The inference server operates in one of three model control modes: NONE, POLL, or EXPLICIT.

Model Control Mode NONE

The server attempts to load all models in the model repository at startup. Models that the server is not able to load will be marked as UNAVAILABLE in the server status and will not be available for inferencing.

Changes to the model repository while the server is running will be ignored. Model control requests using the Model Control API will have no affect and will receive an error response.

This model control mode is selected by specifing --model-control-mode=none when starting the inference server.

Model Control Mode POLL

The server attempts to load all models in the model repository at startup. Models that the server is not able to load will be marked as UNAVAILABLE in the server status and will not be available for inferencing.

Changes to the model repository will be detected and the server will attempt to load and unload models as necessary based on those changes. Changes to the model repository may not be detected immediately because the server polls the repository periodically. You can control the polling interval with the --repository-poll-secs option. The console log or the Status API can be used to determine when model repository changes have taken effect.

Model control requests using the Model Control API will have no affect and will receive an error response.

This model control mode is the default but can be explicitly enabled by specifing --model-control-mode=poll and by setting --repository-poll-secs to a non-zero value when starting the inference server.

In POLL mode the inference server responds to the following model repository changes:

  • Versions may be added and removed from models by adding and removing the corresponding version subdirectory. The inference server will allow in-flight requests to complete even if they are using a removed version of the model. New requests for a removed model version will fail. Depending on the model’s version policy, changes to the available versions may change which model version is served by default.

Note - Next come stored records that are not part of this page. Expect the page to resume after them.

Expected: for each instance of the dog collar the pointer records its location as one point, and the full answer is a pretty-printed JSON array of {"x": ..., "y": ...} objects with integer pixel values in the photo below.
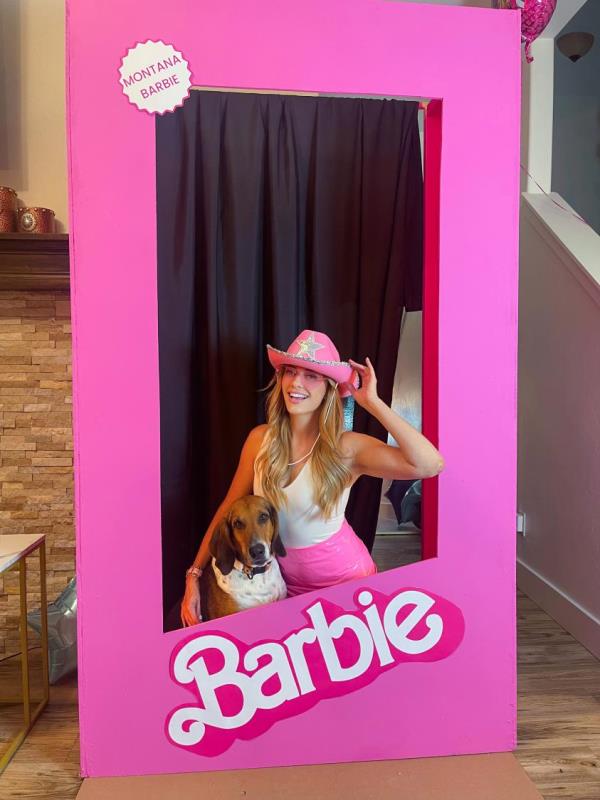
[{"x": 250, "y": 572}]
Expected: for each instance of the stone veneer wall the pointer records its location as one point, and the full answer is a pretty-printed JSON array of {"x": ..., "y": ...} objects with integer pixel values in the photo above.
[{"x": 36, "y": 446}]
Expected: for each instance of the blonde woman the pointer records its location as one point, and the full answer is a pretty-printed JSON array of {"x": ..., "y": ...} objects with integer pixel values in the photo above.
[{"x": 304, "y": 463}]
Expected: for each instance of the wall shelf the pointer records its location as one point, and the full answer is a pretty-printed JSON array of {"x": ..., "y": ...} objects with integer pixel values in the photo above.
[{"x": 34, "y": 261}]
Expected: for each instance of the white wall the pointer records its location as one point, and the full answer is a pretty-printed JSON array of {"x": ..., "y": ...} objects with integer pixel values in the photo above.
[
  {"x": 559, "y": 417},
  {"x": 576, "y": 140}
]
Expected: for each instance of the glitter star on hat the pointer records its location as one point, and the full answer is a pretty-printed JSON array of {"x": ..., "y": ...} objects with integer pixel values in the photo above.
[{"x": 304, "y": 349}]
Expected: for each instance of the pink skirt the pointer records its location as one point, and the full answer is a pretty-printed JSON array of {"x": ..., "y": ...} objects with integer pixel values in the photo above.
[{"x": 340, "y": 558}]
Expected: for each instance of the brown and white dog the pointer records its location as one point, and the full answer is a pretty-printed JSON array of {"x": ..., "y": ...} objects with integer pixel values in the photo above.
[{"x": 244, "y": 571}]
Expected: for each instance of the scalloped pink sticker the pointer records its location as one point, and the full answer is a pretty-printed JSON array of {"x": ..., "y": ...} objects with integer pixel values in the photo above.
[{"x": 155, "y": 77}]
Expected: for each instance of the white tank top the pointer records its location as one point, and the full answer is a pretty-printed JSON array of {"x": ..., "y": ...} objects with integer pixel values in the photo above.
[{"x": 301, "y": 522}]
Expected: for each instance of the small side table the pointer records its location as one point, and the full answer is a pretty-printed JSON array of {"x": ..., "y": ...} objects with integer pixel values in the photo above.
[{"x": 13, "y": 550}]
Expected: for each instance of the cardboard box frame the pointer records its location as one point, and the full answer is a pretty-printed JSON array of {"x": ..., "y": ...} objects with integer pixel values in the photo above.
[{"x": 469, "y": 58}]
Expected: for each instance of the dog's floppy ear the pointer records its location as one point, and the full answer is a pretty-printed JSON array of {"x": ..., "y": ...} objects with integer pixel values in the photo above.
[
  {"x": 221, "y": 547},
  {"x": 276, "y": 544}
]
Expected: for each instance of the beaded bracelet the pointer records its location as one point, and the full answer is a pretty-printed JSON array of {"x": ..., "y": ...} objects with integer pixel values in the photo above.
[{"x": 195, "y": 571}]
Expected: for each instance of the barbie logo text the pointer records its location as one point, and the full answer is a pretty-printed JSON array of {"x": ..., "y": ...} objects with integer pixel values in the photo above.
[{"x": 241, "y": 690}]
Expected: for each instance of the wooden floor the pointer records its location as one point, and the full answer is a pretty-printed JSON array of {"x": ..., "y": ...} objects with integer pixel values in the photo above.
[{"x": 559, "y": 717}]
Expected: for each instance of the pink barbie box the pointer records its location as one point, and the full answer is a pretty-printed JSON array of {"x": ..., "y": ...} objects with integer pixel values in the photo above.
[{"x": 415, "y": 661}]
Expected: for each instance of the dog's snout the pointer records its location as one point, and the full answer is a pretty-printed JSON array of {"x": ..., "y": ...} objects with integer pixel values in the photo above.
[{"x": 257, "y": 550}]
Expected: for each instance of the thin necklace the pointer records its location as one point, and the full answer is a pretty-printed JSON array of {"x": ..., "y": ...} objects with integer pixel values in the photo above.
[{"x": 307, "y": 455}]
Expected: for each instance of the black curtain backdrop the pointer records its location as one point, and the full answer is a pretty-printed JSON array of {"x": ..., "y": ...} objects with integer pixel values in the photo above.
[{"x": 275, "y": 213}]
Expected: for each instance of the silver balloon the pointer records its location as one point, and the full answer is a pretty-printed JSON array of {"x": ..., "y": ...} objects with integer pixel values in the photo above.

  • Existing models can be removed from the repository by removing the corresponding model directory. The inference server will allow in-flight requests to any version of the removed model to complete. New requests for a removed model will fail.

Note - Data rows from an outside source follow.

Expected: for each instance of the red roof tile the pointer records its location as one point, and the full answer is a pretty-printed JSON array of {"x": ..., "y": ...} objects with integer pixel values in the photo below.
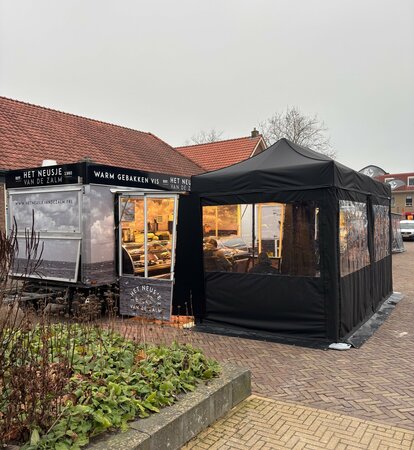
[
  {"x": 216, "y": 155},
  {"x": 29, "y": 134},
  {"x": 398, "y": 176}
]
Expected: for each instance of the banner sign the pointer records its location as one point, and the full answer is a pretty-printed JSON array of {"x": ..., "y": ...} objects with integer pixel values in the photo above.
[
  {"x": 44, "y": 176},
  {"x": 117, "y": 176},
  {"x": 395, "y": 184},
  {"x": 373, "y": 171},
  {"x": 87, "y": 173},
  {"x": 147, "y": 298}
]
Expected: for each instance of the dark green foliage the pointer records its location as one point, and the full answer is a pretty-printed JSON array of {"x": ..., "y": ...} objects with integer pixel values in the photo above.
[{"x": 107, "y": 381}]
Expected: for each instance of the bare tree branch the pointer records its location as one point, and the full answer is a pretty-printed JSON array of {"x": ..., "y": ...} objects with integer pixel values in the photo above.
[
  {"x": 204, "y": 137},
  {"x": 298, "y": 128}
]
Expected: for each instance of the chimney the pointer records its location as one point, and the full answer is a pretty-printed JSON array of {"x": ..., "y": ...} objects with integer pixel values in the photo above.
[{"x": 255, "y": 133}]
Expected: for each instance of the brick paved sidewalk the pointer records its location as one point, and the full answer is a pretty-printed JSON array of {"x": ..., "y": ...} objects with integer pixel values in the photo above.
[
  {"x": 260, "y": 423},
  {"x": 373, "y": 383}
]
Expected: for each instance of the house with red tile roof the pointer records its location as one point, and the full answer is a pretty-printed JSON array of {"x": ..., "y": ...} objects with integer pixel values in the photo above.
[
  {"x": 216, "y": 155},
  {"x": 30, "y": 134},
  {"x": 402, "y": 192}
]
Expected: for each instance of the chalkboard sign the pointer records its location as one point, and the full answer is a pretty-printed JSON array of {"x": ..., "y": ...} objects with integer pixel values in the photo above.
[{"x": 147, "y": 298}]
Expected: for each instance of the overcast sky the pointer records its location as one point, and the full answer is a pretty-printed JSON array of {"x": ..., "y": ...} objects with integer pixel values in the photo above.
[{"x": 177, "y": 67}]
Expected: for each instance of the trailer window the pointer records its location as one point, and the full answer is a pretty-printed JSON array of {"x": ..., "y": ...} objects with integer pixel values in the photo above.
[{"x": 147, "y": 235}]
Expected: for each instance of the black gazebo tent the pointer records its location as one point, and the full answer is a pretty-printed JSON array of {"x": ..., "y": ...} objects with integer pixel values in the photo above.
[{"x": 340, "y": 217}]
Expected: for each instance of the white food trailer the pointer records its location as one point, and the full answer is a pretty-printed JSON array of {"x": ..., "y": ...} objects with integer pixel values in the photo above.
[{"x": 97, "y": 226}]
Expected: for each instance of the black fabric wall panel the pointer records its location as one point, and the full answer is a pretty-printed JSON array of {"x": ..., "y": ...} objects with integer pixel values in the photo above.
[
  {"x": 280, "y": 304},
  {"x": 355, "y": 300},
  {"x": 382, "y": 281}
]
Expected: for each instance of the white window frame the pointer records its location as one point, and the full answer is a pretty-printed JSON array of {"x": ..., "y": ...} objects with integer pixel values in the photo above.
[
  {"x": 52, "y": 235},
  {"x": 146, "y": 196}
]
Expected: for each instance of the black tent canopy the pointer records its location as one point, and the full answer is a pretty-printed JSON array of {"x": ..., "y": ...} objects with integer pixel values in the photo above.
[{"x": 325, "y": 227}]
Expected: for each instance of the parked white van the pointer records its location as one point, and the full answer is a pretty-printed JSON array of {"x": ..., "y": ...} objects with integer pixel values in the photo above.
[{"x": 407, "y": 229}]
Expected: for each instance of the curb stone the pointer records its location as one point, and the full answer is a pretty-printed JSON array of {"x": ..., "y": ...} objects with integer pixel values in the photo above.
[{"x": 175, "y": 425}]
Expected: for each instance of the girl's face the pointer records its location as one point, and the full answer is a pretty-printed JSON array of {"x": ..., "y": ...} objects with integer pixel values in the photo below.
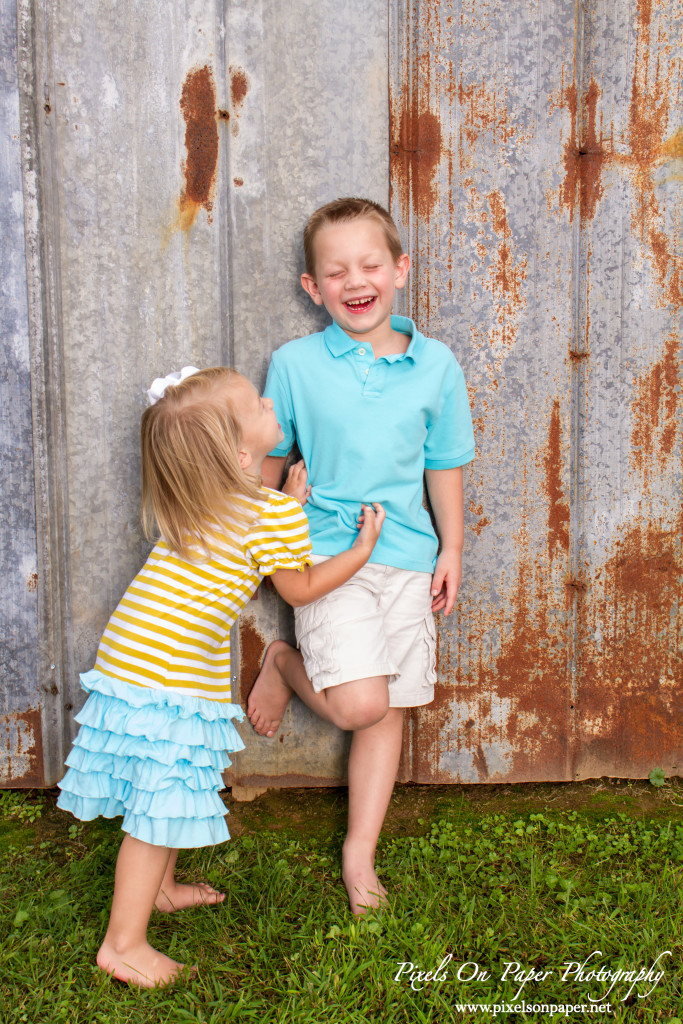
[{"x": 260, "y": 430}]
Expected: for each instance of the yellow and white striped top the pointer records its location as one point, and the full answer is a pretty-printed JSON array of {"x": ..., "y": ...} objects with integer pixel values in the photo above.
[{"x": 171, "y": 628}]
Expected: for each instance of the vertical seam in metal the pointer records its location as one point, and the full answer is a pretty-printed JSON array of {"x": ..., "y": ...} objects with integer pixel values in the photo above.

  • New models can be added to the repository by adding a new model directory.

  • The model configuration (config.pbtxt) can be changed and the server will unload and reload the model to pick up the new model configuration.

  • Labels files providing labels for outputs that represent classifications can be added, removed, or modified and the inference server will unload and reload the model to pick up the new labels. If a label file is added or removed the corresponding edit to the label_filename property of the output it corresponds to in the model configuration must be performed at the same time.

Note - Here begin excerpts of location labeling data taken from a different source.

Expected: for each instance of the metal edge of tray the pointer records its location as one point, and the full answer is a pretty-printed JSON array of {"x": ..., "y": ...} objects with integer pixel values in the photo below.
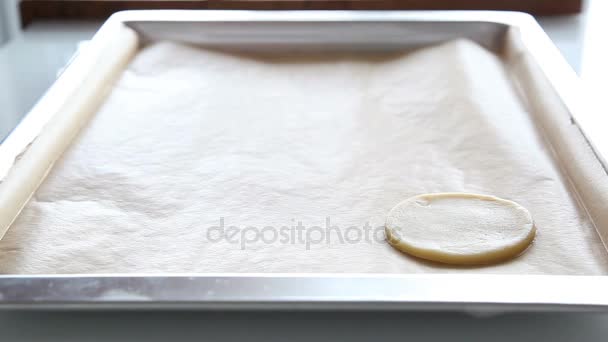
[{"x": 462, "y": 292}]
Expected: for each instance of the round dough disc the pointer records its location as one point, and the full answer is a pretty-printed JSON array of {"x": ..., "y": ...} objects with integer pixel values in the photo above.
[{"x": 459, "y": 228}]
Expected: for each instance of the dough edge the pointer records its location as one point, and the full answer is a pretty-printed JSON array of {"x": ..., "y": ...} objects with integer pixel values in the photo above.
[{"x": 484, "y": 258}]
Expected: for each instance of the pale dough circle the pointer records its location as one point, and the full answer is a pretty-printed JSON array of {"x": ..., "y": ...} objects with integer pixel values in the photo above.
[{"x": 460, "y": 228}]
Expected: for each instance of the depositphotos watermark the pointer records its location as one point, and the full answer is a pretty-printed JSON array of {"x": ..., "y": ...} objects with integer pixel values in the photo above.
[{"x": 295, "y": 233}]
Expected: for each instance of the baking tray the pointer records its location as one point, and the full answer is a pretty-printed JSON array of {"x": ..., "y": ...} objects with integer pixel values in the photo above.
[{"x": 513, "y": 35}]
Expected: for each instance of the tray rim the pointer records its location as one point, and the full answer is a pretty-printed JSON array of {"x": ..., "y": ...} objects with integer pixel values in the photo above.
[{"x": 303, "y": 291}]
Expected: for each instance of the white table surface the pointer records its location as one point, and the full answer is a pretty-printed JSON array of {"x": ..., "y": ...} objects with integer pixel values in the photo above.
[{"x": 28, "y": 66}]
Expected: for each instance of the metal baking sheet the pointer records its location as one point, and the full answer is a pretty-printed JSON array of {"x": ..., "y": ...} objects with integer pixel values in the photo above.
[{"x": 508, "y": 33}]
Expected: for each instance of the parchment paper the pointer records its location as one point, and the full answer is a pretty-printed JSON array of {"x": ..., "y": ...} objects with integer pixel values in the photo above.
[{"x": 191, "y": 138}]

Model Control Mode EXPLICIT

At startup, the server loads only those models specified explicitly with the --load-model command-line option. If --load-model is not specified then no models are loaded at startup. After startup, all model load and unload actions must be initiated explicitly by using the Model Control API. The response status of the model control request indicates success or failure of the load or unload action.

This model control mode is enabled by specifing --model-control-mode=explicit.

The EXPLICIT model control mode is experimental. The inference server will attempt to load and unload models using the APIs provided by the framework backends, but it is likely that at least some of the backends will have difficulty managing repeated load/unload cycles.